Taxes and the future

This will probably be my last entry before Christmas, as I'm about to fly home for the holidays. Yesterday, P and I went to the mall to do a little Christmas shopping, and it wasn't nearly as packed as I expected. I hope that doesn't bode ill for retailers this season, but then times are still rough for a lot of people. We went to a Purdue Alumni event last week at which the speaker claimed 70% of Americans will be self-employed in 25 years if current trends continue.

If he's right, I wonder if that will be the logical conclusion to (almost) unbridled capitalism. Will we become a nation of salesmen, everyone trying to hustle everbody else? Maybe that's too harsh a word, but once we all find out what it's like to try to sell our services/products to those who want/need them, I wonder if we'll also learn how to see through everybody else's sales pitch. There's a lot of faith put in "market forces", but the fact is the best guy for the job doesn't always get the business, money corrupts, and if everybody's worried about their next sale, the culture of this country's going to change-and probably not for the better.

Michael Moore makes the point in Downsize This that if it was true that corporations' only responsibility was to their shareholders, every corporation would sell crack cocaine-huge profits, loyal customers, low overhead. But the fact is, they also have a responsibility to many other groups (the government, the community that supports them, their employees); they just don't like to admit it, maybe not even to themselves. I've never attended business school, but I've seen enough on the subject to have an idea of what those people are being taught. The inevitable result was visible to everyone over the last few years.

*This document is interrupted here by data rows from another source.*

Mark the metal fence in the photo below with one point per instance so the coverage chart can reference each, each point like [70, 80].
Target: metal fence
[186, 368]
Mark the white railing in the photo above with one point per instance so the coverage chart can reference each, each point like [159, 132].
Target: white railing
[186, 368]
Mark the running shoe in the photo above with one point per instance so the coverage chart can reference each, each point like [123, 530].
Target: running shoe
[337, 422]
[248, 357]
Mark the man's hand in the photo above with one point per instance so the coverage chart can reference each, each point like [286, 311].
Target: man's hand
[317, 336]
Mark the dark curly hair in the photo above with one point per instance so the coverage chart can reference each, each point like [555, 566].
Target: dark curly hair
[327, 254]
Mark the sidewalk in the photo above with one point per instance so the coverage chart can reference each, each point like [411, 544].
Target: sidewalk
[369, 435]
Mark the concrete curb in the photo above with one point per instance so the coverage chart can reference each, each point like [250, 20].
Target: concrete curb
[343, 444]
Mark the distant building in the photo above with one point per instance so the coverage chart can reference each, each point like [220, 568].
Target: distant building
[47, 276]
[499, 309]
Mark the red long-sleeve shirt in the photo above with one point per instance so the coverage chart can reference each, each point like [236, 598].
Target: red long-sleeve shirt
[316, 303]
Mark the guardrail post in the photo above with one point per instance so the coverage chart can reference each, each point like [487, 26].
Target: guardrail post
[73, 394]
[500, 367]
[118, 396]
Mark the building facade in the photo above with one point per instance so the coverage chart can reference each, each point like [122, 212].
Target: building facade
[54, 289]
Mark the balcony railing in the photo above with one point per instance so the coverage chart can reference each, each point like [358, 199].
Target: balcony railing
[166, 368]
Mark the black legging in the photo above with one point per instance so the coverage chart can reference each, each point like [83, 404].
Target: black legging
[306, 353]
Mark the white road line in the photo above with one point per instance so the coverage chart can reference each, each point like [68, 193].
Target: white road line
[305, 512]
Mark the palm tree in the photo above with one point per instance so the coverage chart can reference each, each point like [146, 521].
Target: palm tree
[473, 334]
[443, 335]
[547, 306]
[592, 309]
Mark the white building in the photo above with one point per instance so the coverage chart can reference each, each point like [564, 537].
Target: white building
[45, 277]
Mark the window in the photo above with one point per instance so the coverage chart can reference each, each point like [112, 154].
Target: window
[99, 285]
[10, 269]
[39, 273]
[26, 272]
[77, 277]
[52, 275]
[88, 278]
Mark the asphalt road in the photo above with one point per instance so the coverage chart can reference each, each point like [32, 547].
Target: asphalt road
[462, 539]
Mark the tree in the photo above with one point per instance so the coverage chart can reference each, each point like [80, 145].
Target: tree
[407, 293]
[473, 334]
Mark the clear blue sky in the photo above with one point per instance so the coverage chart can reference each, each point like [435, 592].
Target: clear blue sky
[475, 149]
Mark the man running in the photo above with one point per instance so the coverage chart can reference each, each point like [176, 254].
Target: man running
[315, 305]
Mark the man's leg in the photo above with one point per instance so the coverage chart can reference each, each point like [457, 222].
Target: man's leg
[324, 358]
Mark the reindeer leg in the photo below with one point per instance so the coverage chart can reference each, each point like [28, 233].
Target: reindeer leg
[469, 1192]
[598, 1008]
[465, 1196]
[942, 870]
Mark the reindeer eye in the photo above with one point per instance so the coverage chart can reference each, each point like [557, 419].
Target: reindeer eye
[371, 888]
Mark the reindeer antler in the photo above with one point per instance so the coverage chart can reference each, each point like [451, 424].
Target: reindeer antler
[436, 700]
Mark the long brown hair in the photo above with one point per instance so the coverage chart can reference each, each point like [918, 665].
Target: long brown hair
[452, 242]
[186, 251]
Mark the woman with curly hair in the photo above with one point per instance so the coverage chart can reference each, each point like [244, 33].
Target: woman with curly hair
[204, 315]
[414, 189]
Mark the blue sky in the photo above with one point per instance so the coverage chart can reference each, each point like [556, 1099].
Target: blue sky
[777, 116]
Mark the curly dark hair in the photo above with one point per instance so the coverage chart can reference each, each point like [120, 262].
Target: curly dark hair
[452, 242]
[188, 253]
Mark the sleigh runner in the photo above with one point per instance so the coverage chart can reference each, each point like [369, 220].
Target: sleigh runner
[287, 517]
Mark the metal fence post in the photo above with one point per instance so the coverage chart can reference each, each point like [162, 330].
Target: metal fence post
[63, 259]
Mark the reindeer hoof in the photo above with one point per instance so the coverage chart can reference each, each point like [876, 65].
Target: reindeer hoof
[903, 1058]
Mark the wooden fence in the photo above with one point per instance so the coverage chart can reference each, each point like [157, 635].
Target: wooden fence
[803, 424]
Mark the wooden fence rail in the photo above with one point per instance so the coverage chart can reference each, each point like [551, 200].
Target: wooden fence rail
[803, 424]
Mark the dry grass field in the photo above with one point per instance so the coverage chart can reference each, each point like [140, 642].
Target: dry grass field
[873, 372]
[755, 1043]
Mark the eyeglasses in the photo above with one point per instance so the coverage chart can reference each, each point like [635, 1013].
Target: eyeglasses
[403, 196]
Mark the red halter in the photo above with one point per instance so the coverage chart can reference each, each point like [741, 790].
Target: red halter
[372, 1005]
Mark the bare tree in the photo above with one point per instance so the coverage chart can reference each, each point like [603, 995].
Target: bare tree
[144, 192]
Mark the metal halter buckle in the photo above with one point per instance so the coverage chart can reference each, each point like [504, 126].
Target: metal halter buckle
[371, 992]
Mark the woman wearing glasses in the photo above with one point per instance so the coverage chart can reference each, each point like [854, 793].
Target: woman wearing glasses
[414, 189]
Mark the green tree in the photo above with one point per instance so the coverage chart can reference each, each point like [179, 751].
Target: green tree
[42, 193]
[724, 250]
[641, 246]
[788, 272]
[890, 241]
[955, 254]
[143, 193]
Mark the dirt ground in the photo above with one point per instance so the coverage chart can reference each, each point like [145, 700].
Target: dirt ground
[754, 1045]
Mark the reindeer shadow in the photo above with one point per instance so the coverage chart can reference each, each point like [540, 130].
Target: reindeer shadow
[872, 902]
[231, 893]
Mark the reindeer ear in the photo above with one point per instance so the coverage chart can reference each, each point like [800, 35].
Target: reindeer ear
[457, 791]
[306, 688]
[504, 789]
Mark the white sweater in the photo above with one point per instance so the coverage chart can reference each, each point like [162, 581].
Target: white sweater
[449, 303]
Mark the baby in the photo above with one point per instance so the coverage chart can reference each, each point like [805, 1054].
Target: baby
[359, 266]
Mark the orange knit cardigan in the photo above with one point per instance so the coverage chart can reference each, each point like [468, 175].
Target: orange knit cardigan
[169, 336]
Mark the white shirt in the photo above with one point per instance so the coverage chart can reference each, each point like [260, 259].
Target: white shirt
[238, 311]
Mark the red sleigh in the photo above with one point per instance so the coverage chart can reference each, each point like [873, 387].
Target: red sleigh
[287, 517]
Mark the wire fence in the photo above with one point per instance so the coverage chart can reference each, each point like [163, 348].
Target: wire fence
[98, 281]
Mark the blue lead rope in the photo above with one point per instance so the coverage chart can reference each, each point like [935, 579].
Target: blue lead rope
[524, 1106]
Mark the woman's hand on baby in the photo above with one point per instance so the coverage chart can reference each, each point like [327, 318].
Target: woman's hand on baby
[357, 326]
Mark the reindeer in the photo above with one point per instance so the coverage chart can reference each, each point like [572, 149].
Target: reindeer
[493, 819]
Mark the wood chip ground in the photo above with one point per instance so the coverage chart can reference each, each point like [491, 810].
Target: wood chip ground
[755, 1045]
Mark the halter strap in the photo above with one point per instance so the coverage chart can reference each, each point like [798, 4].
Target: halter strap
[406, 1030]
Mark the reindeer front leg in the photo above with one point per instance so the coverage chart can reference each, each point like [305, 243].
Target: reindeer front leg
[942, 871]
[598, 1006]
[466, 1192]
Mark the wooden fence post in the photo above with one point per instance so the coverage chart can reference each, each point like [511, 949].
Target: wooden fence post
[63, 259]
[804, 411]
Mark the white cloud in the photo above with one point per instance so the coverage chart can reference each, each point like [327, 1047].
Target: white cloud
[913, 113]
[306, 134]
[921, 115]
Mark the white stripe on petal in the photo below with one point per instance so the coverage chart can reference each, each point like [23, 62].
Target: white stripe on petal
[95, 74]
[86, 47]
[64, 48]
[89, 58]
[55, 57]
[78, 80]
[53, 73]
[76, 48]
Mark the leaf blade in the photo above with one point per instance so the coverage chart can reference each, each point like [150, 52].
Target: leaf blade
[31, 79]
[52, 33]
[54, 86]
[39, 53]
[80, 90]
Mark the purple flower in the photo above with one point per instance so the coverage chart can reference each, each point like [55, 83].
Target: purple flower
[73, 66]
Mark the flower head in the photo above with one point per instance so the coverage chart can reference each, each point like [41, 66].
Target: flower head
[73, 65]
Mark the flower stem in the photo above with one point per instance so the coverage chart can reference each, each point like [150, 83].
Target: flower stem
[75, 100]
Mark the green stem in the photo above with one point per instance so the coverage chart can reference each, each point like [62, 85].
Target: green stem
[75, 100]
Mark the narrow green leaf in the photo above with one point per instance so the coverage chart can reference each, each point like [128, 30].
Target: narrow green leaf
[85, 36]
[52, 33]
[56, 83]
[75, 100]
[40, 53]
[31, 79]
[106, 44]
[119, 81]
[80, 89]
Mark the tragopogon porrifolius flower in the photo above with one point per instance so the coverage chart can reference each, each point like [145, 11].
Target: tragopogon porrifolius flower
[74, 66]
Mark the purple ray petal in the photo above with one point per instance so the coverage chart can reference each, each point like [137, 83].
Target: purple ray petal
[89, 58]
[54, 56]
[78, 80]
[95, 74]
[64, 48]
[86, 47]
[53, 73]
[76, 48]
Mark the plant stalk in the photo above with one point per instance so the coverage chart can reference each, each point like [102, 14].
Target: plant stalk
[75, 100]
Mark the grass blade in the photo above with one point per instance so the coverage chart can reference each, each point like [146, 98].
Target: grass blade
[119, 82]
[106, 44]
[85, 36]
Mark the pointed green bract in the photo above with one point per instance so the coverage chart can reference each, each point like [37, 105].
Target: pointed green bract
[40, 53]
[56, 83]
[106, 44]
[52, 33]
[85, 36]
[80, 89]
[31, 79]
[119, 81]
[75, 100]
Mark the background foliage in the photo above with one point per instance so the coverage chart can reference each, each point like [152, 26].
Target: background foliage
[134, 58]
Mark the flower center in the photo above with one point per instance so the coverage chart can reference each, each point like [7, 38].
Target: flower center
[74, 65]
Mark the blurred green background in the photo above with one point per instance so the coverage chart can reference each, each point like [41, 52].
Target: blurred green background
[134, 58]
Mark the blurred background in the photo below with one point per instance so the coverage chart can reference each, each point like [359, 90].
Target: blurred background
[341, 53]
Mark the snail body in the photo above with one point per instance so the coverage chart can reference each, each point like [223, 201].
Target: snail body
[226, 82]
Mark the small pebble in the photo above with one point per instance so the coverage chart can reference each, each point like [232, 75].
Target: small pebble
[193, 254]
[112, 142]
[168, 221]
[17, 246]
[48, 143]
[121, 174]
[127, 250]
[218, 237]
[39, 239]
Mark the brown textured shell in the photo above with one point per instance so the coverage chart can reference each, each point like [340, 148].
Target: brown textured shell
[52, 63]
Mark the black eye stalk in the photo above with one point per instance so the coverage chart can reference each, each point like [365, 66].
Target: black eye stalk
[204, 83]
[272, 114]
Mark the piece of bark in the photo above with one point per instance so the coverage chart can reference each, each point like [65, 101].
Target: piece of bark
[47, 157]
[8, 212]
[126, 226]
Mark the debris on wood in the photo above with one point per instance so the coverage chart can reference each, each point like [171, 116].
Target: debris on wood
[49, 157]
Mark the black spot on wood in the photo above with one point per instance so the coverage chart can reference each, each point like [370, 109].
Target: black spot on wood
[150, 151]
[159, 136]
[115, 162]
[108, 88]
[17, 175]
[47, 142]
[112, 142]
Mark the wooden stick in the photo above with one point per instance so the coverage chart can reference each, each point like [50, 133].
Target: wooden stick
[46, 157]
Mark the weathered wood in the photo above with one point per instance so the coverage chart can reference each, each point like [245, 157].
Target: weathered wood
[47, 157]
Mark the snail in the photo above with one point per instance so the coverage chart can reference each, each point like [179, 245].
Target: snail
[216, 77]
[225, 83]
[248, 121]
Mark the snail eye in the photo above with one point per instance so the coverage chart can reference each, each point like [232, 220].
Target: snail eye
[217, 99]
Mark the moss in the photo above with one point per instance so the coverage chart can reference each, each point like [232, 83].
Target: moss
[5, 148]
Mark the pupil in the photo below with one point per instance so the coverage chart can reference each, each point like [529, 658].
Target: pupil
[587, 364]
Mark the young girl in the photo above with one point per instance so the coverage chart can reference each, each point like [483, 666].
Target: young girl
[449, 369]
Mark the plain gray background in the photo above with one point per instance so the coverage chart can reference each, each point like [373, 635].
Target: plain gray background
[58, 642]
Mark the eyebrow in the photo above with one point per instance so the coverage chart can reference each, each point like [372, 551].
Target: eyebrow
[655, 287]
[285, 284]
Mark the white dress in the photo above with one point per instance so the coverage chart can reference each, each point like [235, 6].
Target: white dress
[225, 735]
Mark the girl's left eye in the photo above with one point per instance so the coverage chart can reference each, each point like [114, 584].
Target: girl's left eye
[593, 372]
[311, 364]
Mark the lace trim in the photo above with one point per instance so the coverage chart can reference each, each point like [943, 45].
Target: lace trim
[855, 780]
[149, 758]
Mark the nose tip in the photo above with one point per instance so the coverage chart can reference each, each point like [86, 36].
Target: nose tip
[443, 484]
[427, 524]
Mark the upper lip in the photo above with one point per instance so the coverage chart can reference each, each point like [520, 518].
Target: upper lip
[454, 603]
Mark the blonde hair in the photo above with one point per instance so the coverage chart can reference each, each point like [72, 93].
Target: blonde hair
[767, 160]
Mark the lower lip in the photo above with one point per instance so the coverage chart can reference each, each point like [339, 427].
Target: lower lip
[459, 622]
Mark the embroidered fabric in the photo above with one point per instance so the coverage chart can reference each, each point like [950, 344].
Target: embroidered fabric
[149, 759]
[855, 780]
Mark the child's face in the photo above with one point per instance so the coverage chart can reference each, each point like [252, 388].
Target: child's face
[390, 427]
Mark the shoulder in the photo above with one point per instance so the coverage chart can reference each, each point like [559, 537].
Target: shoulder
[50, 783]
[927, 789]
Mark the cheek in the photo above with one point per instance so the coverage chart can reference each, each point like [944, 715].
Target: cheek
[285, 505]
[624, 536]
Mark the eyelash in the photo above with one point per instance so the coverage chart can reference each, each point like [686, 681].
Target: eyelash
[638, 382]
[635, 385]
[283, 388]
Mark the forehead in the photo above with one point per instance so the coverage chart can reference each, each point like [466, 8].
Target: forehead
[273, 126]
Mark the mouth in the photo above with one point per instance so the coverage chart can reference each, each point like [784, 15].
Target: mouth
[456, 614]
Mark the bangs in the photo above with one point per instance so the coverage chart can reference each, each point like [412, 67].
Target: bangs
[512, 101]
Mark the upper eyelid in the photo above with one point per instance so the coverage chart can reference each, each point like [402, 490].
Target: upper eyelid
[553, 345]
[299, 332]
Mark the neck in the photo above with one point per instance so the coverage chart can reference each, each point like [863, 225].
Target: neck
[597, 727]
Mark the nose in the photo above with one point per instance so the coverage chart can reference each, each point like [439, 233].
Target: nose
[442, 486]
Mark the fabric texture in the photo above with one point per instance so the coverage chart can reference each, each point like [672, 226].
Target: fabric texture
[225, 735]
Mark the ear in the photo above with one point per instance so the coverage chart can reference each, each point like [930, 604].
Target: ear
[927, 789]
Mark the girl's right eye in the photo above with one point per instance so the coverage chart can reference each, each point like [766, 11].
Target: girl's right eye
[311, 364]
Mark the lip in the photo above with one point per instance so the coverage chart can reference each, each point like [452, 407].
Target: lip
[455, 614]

I don't see anything wrong with being rewarded for doing a good job, but what message is sent when executives are rewarded for doing a bad job? The example that comes to mind is when millions of dollars in bonuses are awarded despite plant closings and layoffs. I don't think it would mean the downfall of these companies if these executives would forfeit their bonuses-not their salaries, people-to keep these people employed through a downturn (and in fact, this has happened, rarely). The employees would undoubtedly be that much more loyal and appreciative, maybe even more productive. I imagine the reply is, a company that expected such a good turn would not be able to attract high quality applicants for those executive positions. I guess it depends on your definition of "high quality".

In the last couple of years, the big automakers have come around to supporting government-run health care. The reason? The benefits they pay current and retired employees (won through decades of union bargaining) are believed to be more than the raise in taxes they're likely to face under a government health system. And in the current tax climate, they're probably right. After all, if the Republicans can just continue borrowing to avoid raising taxes long enough, they won't have to worry about the consequences.

Taxation should not be a dirty word. If the country decides it is worthwhile to have national health care, or more homeland security, or a trip to Mars, we must be willing to pay more for it. If recent history is any indication, raising taxes does more for the economy than lowering them (see Clinton vs. Bush II). This may be counterintuitive, but there it is. When business grads decide priority number one is to pay as little tax as possible, they sometimes make decisions that are morally compromised from the start. I know accounting rules are complicated (I was an accountant for several years), and interpretation matters, but if you're always trying to tiptoe the line, sooner or later you're going to step over it. I wish everyone would take a little step back to find surer footing.